Classifying the ash as a hazardous waste will likely dramatically reduce the current beneficial uses of the ash, but on the other side, coal as is not the same as household waste. Perhaps they could deal with it under something like the Universal Waste or some other special waste rule. Fly ash is often a major component in structural concrete - it improves durability, and significantly reduces the amount of cement used in the recipe. Replacing 30% of the cement with fly ash is often a reasonable number. Reduced cement means a LOT less CO2 and particulates emitted into the air from cement production, and a lot less fuel required per ton of concrete produced.

Comment from paul mellon, (11/5/2013, 2:46 PM)

I agree with Tom on encapsulated CCRs, however I think it is now apparent to the EPA that they will not be able to continue to allow coal slag abrasives in their new Benefical Program regardless of the EPA's final decision on CCR's as Hazardous or special waste. OSHA's decision to tell the coal slag companies in 2012 to list the highly toxic metal beryllium and other toxins on their MSDS' ends any pretense that the EPA used in the past to claim coal slag abrasives are "safe" for human health or environment. It is clear from OSHA that there are toxins in the slag dust at unsafe levels. This will become even more obvious to the EPA and Industry when OSHA issues their new lower exosure limit for beryllium due in December. The facts speak for themselves.

Comment from John Fauth, (11/6/2013, 8:54 AM)

I'm all for clean air and water, safe food, etc. Lord knows I consume enough of each. But I believe the unintended consequences of regulating CCR's under Subtitle C will be significant.

Comment from Keith Gabbard, (11/7/2013, 1:57 PM)
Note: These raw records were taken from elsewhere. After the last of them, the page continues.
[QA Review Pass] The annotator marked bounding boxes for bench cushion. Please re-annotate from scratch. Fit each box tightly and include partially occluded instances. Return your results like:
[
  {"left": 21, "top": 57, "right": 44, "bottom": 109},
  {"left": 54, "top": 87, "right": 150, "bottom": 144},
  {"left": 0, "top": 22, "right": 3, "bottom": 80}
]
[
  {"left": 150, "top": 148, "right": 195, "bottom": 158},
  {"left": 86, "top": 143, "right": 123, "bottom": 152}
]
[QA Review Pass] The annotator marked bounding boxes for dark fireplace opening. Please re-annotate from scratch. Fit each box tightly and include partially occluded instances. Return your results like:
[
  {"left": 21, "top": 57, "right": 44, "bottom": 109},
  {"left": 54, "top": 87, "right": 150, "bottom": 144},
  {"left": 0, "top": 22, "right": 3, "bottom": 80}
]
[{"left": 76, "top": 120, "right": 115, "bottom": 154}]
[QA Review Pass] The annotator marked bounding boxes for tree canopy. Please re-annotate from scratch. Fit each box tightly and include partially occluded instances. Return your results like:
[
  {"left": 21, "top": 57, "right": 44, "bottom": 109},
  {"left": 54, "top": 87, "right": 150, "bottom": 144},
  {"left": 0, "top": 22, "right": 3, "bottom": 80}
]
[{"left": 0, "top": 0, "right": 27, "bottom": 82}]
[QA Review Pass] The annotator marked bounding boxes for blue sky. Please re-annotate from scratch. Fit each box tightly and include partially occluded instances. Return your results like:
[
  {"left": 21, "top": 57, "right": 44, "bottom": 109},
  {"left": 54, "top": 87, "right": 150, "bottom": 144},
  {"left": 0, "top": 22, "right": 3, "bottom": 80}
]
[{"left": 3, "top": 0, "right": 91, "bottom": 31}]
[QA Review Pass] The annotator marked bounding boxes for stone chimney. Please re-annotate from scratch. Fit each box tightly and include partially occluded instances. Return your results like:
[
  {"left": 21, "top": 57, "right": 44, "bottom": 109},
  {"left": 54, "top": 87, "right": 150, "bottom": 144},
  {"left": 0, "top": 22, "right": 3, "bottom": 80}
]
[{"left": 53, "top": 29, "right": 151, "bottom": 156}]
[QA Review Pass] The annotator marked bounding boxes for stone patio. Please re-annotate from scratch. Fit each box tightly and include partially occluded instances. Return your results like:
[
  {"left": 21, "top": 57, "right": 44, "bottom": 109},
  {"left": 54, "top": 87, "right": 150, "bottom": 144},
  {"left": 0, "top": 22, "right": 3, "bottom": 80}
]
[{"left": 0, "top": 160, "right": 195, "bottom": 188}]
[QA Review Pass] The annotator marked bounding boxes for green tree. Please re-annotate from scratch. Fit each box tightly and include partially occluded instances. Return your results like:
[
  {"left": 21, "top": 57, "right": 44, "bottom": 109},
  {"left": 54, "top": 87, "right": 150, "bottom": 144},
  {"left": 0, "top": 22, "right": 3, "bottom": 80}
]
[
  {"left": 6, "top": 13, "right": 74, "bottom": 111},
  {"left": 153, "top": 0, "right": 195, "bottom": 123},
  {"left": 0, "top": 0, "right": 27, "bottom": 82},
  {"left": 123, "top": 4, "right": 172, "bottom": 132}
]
The SDS's for slags that I have reviewed (coal & copper)generally list Chemical Compositions of Beryllium to be between 0 than .001% by weight in bulk form. How that translates into airborne exposures above OSHA's current PEL of .002 mg/m3 TWA for Beryllium in Blast operations depends entirely on air volume of Blast area, air turns, consumption rate of media & percentage of PM2.5 generated. Monitoring of Blast shop air is the only way to determine airborne levels of heavy metals. As far as EPA is concerned, TCLP's of the spent abrasive waste stream will determine if leachable levels are beyond EPA's limits for particular heavy metals. One more point, I do not believe that this is the proper forum for personal product endorsement via disparaging competitive abrasive products by stating real or hoped for health issues.